# Assignment 2

## Due: 11:59PM PST, Nov 10, 2023

In this assignment, we will implement (1) depthwise convolution, (2) group convolution, (3) softmax, (4) scaled dot product attention module, and (4) asymmetric linear quantization.

## Helper code: Please do not modify this cell

In [71]:
# Please do not modify this cell
import torch
import torch.quantization

from typing import Final, Tuple
import random
import math

filter_res = [1, 3, 5]
channel_count = [8, 16]
num_groups_list = [1, 4, 8]


number_of_tests: Final[int] = 10

def test_res_printer(
    test_res: Tuple[int],
    test_name: str = "Test"
) -> None:
    print("<Test {} Results>".format(test_name))
    print("- Correct: {}".format(test_res[0]))
    print("- Incorrect: {}".format(test_res[1]))
    print("-> Passed {}% of tests".format((test_res[0]/test_res[2])*100))

## Group convolution example

Group convolution and its special case, depth-wise convolution, are widely used. However, not many materials describe how they work in detail. We already covered the basics in the lecture at a high level. However, to deeply understand how it works, taking a look at code examples will be helpful.

In [72]:
##############################
# Example Tensor dimensions
input_channels = 100
output_channels = 10
input_height = 10
input_width = 10
filter_height = 3
filter_width = 3

# The number of groups must evenly divide num_input_channels and num_output_channels
# This is a valid group size as 100 % 5 == 0, 10 % 5 == 0
num_groups = 5

##############################



example_group_conv = torch.nn.Conv2d(
    input_channels, # 100
    output_channels, # 10
    [filter_height, filter_width], #[3,3]
    groups = num_groups # 5
)

example_input = torch.rand([input_channels,input_height,input_width]) # [N=1, C=100, H=10, W=10]
groupd_conv2d_output = example_group_conv(example_input)

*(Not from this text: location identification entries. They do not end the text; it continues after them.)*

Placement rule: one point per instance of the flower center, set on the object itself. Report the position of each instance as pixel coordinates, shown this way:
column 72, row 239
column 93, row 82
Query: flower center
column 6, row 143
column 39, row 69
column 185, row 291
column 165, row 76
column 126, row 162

print("<Group convolution case>")
print("Input shape: {}".format(example_input.shape))
print("Weight shape: {}".format(example_group_conv.weight.shape))
print("Output shape: {}\n".format(groupd_conv2d_output.shape))

# Now compare with typical CONV2D without any groups
# The only difference is that we will use groups = 1
example_conv2d = torch.nn.Conv2d(
    input_channels, # 100
    output_channels, # 10
    [filter_height, filter_width], #[3,3]
    groups=1 # no splitting into groups
)

conv2d_output = example_conv2d(example_input)

print("<Normal Conv2D case>")
print("Input shape: {}".format(example_input.shape))
print("Weight shape: {}".format(example_conv2d.weight.shape))
print("Output shape: {}\n".format(conv2d_output.shape))

num_weights_group_conv2d = example_group_conv.weight.numel()
num_weights_conv2d = example_conv2d.weight.numel()

print(">> Group Conv2D generates the same-sized output with {}% less number of weights".format(
    (1 - num_weights_group_conv2d / num_weights_conv2d) * 100)
)

print("Please feel free to try this example again modifyng the example tensor dimensions and num_groups above")


<Group convolution case>
Input shape: torch.Size([100, 10, 10])
Weight shape: torch.Size([10, 20, 3, 3])
Output shape: torch.Size([10, 8, 8])

<Normal Conv2D case>
Input shape: torch.Size([100, 10, 10])
Weight shape: torch.Size([10, 100, 3, 3])
Output shape: torch.Size([10, 8, 8])

>> Group Conv2D generates the same-sized output with 80.0% less number of weights
Please feel free to try this example again modifyng the example tensor dimensions and num_groups above


## Problem 1 (20 pts)

Please implement depthwise convolution. For simplicity, we won't use any padding and stride in this example (i.e., padding = [0, 0], stride = [1, 1]). Your implementation should match the behavior of "torch.nn.Conv2d" in Pytorch.
(reference: https://pytorch.org/docs/stable/generated/torch.nn.Conv2d.html).

### Hints

We will use the same dimension convention (notations) used in our lecture slides (N: batch, K: output channel, C: input channel, P/Q: Output height/width, H/W: input height/width, R/S: filter height/width). The depthwise convolution can be described as follows:

$$
  O[n][k][p][q] = \sum_{r=0}^{R}\sum_{s=0}^{S} W[k][0][r][s] \times I[n][k][p+r][q+s]
$$

The tensor shapes are as follows:
  - Weight: [K, 1, R, S]
  - Input: [N, K, H, W]
  - Output: [N, K, P, Q]

Please take a detailed look at the weight shape and the depthwise convolution formula in this cell; this will provide you with a good amount of information about the operation.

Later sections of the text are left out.